I have to disagree in part. Although not being mentioned explicitly in the OP, I assume we're speaking about a format for the game and not one for the development stage. Here are my 2 Cents:
File formats like XML in general, Collada, OpenEXR, ... are good for development, file exchange, and (in the case of XML) for my part also for configuration. They are application file formats, so to say. They are less suited as file format for games, although they can be used there, of course. The reason is that they tend to be bloated, are needlessly complicated to be parsed, and hence have a negative impact on memory footprint and execution duration.
But we want to get rid of e.g. load screen, don't we? Well, to overcome this issue, games usually have their own file formats. These are binary, compact, with as less need for interpretation as possible, perhaps even packed to enable better streaming performance. A good example is BitSquid. There is also an article at Gamasutra; unfortunately I don't find it ATM. There are also a dozen or so threads here on GDnet that discuss this topic. I mean, would someone use NetPBM P3 format because it is human readable? A big No. Instead, we want textures even to be compressed already on disk, and complain that Khronos had let passed so much time until compressed textures could finally be loaded directly.
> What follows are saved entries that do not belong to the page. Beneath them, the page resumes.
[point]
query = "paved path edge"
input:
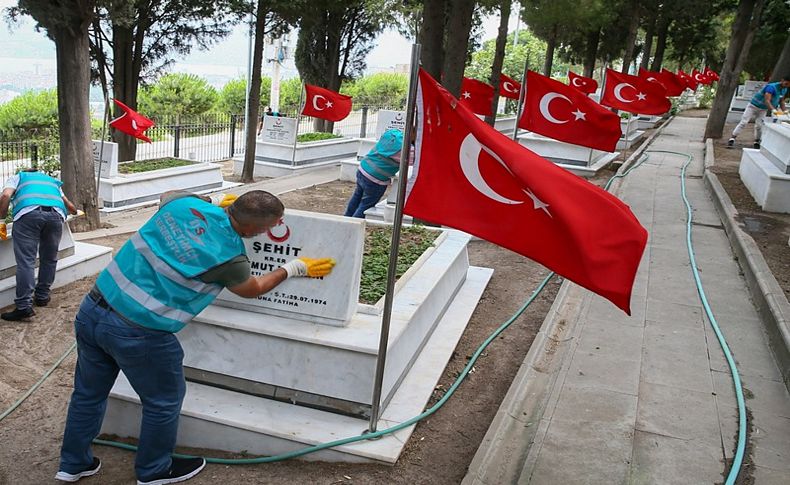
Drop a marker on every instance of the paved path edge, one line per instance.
(768, 297)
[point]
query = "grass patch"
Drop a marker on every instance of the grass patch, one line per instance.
(375, 260)
(316, 136)
(150, 165)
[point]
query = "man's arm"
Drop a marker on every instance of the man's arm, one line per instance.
(5, 200)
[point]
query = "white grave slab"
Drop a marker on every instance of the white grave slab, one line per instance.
(107, 159)
(331, 300)
(278, 129)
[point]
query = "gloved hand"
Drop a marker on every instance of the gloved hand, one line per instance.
(227, 200)
(313, 268)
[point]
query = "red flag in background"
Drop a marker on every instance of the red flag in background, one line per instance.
(561, 112)
(509, 87)
(477, 96)
(686, 78)
(131, 122)
(634, 94)
(325, 104)
(471, 177)
(586, 85)
(674, 85)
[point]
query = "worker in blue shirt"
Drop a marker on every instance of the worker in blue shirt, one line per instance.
(39, 212)
(771, 98)
(168, 272)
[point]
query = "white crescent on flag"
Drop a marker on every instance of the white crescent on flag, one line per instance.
(618, 92)
(545, 101)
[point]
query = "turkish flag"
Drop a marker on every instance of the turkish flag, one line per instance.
(634, 94)
(508, 87)
(673, 84)
(477, 96)
(131, 122)
(686, 78)
(325, 104)
(586, 85)
(469, 176)
(561, 112)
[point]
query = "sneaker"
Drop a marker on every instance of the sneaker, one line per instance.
(73, 477)
(17, 314)
(41, 301)
(180, 470)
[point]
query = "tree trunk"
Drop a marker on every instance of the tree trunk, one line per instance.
(661, 43)
(591, 52)
(551, 43)
(254, 88)
(630, 41)
(745, 24)
(76, 151)
(499, 57)
(782, 67)
(458, 29)
(649, 32)
(432, 37)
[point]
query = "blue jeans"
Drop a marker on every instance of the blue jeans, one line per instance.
(36, 233)
(151, 360)
(366, 195)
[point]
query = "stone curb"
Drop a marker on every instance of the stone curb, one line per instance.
(768, 297)
(502, 455)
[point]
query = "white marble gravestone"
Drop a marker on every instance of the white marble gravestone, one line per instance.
(107, 160)
(278, 129)
(331, 300)
(766, 172)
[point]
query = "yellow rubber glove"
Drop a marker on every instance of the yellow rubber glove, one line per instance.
(227, 200)
(313, 268)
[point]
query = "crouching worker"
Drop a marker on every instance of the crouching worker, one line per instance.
(167, 272)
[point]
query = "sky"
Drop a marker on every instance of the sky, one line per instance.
(30, 52)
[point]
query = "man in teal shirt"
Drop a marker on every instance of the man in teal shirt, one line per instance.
(769, 99)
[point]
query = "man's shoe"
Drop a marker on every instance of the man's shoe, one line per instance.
(17, 314)
(41, 301)
(180, 470)
(73, 477)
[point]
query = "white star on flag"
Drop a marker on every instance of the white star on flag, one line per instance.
(537, 203)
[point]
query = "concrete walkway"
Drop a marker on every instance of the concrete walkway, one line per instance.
(607, 398)
(130, 220)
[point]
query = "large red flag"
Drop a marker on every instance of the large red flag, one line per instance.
(674, 85)
(131, 122)
(471, 177)
(477, 96)
(634, 94)
(586, 85)
(325, 104)
(686, 78)
(509, 87)
(561, 112)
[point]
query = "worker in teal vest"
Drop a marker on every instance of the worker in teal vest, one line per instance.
(39, 212)
(163, 276)
(375, 173)
(770, 99)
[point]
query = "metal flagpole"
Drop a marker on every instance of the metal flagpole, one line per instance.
(521, 95)
(396, 226)
(298, 120)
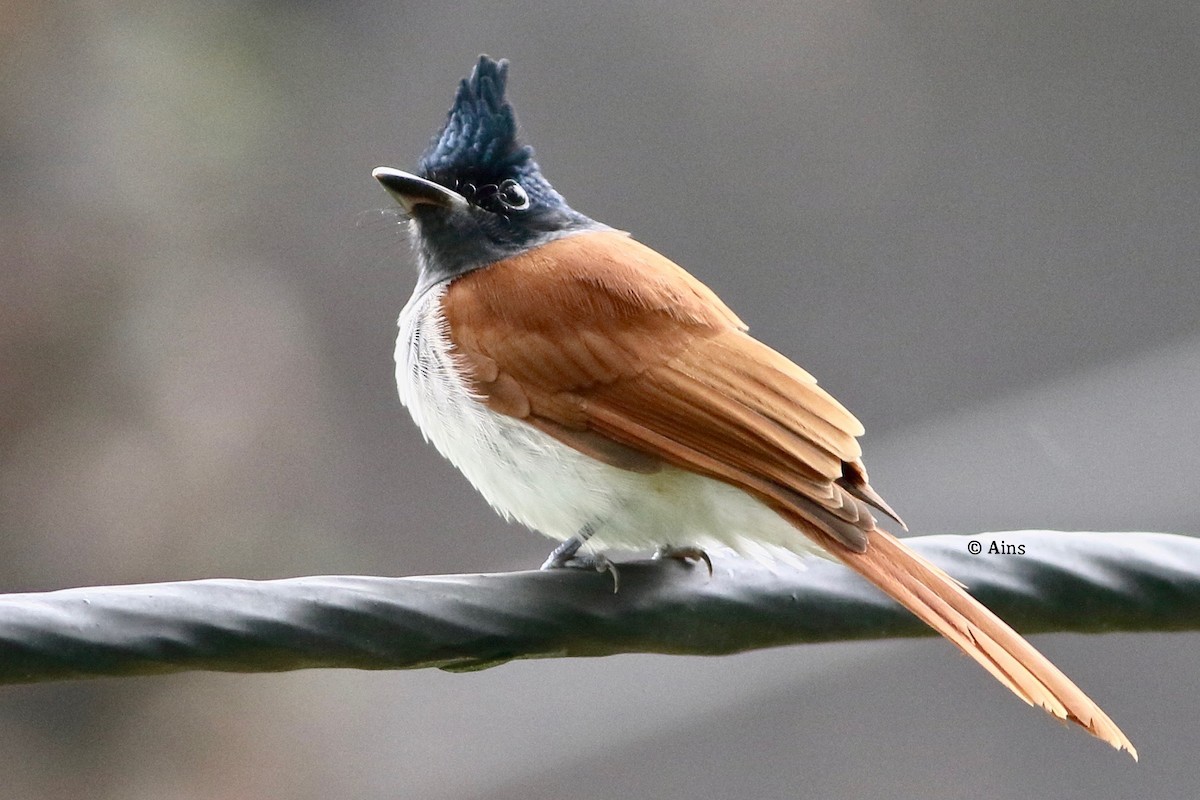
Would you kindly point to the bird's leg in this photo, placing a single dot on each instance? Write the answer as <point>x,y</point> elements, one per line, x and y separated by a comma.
<point>684,553</point>
<point>567,555</point>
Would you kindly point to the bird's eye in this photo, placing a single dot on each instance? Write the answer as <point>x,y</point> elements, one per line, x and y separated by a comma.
<point>513,196</point>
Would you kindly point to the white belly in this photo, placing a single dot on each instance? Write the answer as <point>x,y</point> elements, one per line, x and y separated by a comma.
<point>532,477</point>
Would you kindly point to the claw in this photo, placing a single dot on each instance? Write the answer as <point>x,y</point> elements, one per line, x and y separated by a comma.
<point>687,553</point>
<point>565,558</point>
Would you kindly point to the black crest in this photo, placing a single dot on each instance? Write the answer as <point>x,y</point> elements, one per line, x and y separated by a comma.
<point>479,140</point>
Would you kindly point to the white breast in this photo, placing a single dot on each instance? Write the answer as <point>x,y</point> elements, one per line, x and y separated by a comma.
<point>555,489</point>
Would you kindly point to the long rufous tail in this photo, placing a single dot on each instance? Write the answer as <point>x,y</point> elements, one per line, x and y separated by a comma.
<point>943,605</point>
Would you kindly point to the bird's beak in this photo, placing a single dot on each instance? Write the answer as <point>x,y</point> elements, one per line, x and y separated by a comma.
<point>412,191</point>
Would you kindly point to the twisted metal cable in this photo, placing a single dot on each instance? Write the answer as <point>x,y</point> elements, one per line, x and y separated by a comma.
<point>1038,581</point>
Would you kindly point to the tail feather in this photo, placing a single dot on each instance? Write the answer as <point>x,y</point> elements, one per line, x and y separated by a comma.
<point>941,602</point>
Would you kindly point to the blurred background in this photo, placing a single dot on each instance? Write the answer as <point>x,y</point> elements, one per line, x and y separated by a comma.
<point>977,223</point>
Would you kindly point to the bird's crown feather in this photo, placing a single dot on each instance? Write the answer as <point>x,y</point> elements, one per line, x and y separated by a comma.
<point>480,133</point>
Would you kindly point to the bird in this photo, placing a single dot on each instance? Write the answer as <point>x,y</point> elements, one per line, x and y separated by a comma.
<point>594,391</point>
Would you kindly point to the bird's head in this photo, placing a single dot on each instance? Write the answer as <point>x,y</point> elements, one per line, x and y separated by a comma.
<point>479,196</point>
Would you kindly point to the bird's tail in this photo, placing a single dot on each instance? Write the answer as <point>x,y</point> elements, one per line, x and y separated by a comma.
<point>940,601</point>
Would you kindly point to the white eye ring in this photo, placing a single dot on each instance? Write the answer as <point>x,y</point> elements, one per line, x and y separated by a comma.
<point>513,196</point>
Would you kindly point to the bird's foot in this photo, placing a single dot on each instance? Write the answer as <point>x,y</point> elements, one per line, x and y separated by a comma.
<point>684,553</point>
<point>565,557</point>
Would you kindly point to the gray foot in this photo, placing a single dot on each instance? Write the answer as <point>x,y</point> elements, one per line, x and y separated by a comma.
<point>565,557</point>
<point>685,553</point>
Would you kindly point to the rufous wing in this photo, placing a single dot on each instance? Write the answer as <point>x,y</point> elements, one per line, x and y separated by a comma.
<point>613,349</point>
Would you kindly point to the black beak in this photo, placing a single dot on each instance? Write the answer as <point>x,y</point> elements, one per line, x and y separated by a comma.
<point>411,191</point>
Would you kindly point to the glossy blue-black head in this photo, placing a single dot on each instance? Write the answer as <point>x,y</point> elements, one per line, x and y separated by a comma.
<point>479,196</point>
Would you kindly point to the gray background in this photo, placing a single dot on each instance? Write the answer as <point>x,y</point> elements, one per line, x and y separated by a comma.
<point>976,222</point>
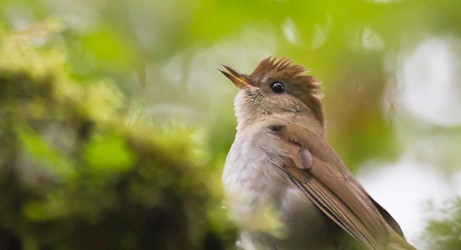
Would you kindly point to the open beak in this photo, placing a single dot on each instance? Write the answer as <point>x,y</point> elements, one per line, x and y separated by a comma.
<point>241,81</point>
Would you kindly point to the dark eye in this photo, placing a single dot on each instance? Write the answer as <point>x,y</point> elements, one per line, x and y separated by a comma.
<point>278,87</point>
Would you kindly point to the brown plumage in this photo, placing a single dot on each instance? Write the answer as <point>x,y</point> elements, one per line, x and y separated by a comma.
<point>281,159</point>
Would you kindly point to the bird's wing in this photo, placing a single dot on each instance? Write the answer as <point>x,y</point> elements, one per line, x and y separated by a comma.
<point>337,194</point>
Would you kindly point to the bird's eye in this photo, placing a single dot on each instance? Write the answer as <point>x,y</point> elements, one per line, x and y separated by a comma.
<point>278,87</point>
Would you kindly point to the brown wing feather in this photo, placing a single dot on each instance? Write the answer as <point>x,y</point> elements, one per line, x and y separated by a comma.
<point>338,196</point>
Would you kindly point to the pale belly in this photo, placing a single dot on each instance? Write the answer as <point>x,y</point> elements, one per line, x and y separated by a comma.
<point>271,212</point>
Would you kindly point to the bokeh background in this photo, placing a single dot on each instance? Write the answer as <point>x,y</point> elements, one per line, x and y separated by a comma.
<point>115,122</point>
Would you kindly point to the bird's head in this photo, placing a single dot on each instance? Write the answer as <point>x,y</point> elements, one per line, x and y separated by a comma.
<point>275,88</point>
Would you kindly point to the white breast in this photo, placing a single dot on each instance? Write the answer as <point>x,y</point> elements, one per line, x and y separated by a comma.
<point>270,210</point>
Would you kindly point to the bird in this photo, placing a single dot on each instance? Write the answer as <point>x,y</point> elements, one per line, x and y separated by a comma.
<point>285,186</point>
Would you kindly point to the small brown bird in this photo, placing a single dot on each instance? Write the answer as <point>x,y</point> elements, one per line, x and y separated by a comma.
<point>286,187</point>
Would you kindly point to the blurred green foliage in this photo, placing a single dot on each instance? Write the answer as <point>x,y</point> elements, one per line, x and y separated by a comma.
<point>76,171</point>
<point>114,121</point>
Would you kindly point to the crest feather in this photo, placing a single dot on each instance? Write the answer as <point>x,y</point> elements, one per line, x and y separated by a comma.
<point>272,64</point>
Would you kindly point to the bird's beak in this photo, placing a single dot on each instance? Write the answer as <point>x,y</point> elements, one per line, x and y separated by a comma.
<point>241,81</point>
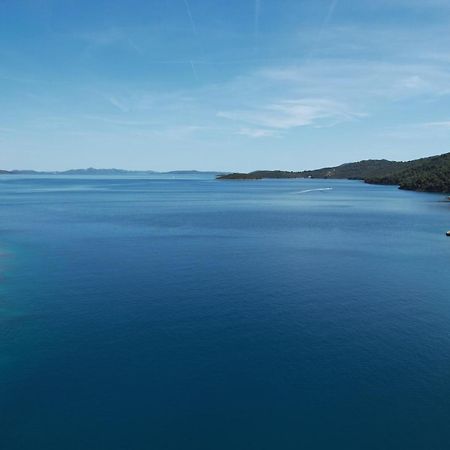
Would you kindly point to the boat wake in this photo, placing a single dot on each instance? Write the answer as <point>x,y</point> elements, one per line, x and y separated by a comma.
<point>313,190</point>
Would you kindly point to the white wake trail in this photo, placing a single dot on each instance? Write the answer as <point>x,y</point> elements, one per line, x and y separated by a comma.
<point>313,190</point>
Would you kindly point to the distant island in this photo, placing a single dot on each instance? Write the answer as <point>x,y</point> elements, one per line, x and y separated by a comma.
<point>93,171</point>
<point>430,174</point>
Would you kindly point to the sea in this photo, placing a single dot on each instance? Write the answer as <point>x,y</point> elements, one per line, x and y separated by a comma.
<point>179,312</point>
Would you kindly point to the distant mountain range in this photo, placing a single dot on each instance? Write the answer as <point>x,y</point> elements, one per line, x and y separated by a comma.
<point>93,171</point>
<point>430,174</point>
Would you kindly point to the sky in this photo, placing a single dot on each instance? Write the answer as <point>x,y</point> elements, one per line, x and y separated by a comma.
<point>233,85</point>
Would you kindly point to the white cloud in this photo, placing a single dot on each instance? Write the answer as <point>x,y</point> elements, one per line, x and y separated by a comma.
<point>288,114</point>
<point>257,133</point>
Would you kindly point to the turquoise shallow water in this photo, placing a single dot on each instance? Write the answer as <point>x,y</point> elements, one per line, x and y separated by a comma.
<point>187,313</point>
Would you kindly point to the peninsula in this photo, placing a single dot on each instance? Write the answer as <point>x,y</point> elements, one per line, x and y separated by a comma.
<point>430,174</point>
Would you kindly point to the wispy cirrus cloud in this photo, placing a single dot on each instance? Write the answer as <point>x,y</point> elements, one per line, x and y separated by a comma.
<point>257,133</point>
<point>287,114</point>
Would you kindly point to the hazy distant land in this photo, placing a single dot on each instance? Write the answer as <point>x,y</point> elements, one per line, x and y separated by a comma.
<point>430,174</point>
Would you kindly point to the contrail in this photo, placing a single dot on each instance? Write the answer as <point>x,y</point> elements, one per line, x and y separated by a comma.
<point>256,23</point>
<point>325,22</point>
<point>188,9</point>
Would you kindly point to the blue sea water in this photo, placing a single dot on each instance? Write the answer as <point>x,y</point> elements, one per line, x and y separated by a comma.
<point>187,313</point>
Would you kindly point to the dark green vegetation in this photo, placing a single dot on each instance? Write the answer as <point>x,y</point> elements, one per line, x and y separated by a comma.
<point>427,174</point>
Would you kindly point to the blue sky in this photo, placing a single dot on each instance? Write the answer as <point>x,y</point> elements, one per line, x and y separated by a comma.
<point>222,84</point>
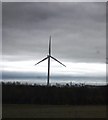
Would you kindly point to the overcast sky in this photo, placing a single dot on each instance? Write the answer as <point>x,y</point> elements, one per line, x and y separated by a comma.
<point>78,32</point>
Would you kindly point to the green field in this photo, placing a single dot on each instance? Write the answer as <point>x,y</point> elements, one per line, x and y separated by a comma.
<point>52,111</point>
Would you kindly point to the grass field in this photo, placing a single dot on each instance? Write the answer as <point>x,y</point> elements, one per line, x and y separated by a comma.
<point>52,111</point>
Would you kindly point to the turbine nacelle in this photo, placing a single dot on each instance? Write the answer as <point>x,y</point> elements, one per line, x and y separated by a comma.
<point>48,57</point>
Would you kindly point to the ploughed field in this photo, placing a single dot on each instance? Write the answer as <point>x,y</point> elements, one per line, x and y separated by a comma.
<point>69,101</point>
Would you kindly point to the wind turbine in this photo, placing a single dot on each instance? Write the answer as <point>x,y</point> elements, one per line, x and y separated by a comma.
<point>48,57</point>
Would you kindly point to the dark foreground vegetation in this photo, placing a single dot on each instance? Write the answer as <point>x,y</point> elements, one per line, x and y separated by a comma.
<point>16,93</point>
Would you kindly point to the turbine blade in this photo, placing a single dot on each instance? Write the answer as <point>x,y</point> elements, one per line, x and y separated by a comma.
<point>41,61</point>
<point>58,61</point>
<point>50,45</point>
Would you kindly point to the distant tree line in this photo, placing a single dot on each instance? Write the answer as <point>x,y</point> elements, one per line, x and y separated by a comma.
<point>17,93</point>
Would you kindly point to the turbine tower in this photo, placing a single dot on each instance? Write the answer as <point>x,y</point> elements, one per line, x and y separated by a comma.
<point>48,57</point>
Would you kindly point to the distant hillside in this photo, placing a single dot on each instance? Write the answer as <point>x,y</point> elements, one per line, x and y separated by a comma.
<point>16,93</point>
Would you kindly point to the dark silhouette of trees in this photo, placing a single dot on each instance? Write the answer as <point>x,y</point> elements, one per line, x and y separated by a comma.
<point>17,93</point>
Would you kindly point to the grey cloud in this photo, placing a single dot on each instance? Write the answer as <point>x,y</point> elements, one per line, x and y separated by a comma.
<point>77,29</point>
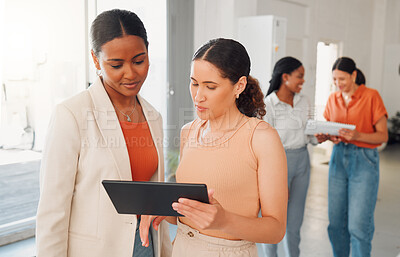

Back to dialogs! Dialog is a topic I'm currently concerned with in depth, because I'm just now developing an interactive, non-linear graphics novel system with, of course, locale support. Text itself is just one side of the problem. Embedding it is another.
The OP mentioned that the dialog is pre-defined and linear for now, so we don't need to speak about dynamic text substitution, article and pronoun and proper name handling, and similar things. Although, IMHO, features like an inventory would profit from such mechanism, too. If interested in, there is an article at Gamasutra that sheds some light on this problem and proposes a possible solution (don't get scare off by the term "MMOG" in its caption). It is a kind of scripting but with an emphasis on the textual character rather than programming.
Coming now to the embedding of text. Text needs to be fragmented to allow its handling, and the fragments need to be identified. Fragmentation is to be expected due to a change of the speaker, a dramatic pause, to avoid text overflow on screen, waiting for the player finished reading, whatever. Text needs to be put on screen somewhere, at some point in time, in a defined sequence. This introduces three layers: The text fragments itself, each one with a unique identifier (preferably numeric) and an identifier of the speaker (if pre-defined), the transitions from one fragment to another (here comes pausing, waiting on user action, sequencing, branching, parallelism, and the like), and finally the decision where to render. The first two layers have an impact on the file format.
Edited by haegarr, 18 October 2013 - 02:08 AM.